Victoria Bond, who hosts Cutting Edge Concert was represented by her seven‑movement Trio: Other Selves. Commissioned by Jacob’s Pillow Dance Festival, it was choreographed with the inspiration of sculptures by Marjorie Michael called A Woman’s Journey. One would have liked to see those works, since Ms. Bond’s seven movements, while supposedly theme-and-variation, were a septet of entirely different moods.
Easiest was “Rags”, with its slightly jazzy tone. Then we had three cadenzas. Violin, cello and piano each took movement to show their chops in solo. And finally, we had a finale showing the great craftsmanship which Ms. Bond shows in all here prolific work.
Poul Ruders had no better explanation than critic Stephen Johnson above. But with all the adjectives and nouns characterizing Mr.

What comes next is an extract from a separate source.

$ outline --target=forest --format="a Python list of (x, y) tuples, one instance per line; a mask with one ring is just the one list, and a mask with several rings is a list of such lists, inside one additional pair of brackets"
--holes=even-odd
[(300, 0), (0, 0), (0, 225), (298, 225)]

Ruders, he left out one: the word interesting.
I have loved Ruders’ symphonies, concerti and last night’s Quartet, but one needs many a hearing to peer through the gorgeous jungle of notes. Does he have the thicket of Messiaen (without the New Testament imagines)? Or the jolting lyricism of his countryman Carl Nielsen?
In the four movements of the Quartet last night, I might have tried to “describe” it, but nothing can describe the bounding, soaring, whispering elegiac four movements. Sounds which were clarified into a near-mystical bell‑like finale. I must–as everyone last night should–hear it again and again. Not only for decipherment, but the sheer joy of his inspiration.
Ruder’s Quartet was written for his fellow Danes, the Rudersdal Chamber Players. They were, for four totally separate styles and works, terrific. One might singly them out separately as in Ms. Bond’s cadenzas. But their clarity in Ruder’s Quartet was equally enchanting. May their initial appearance here usher in many more.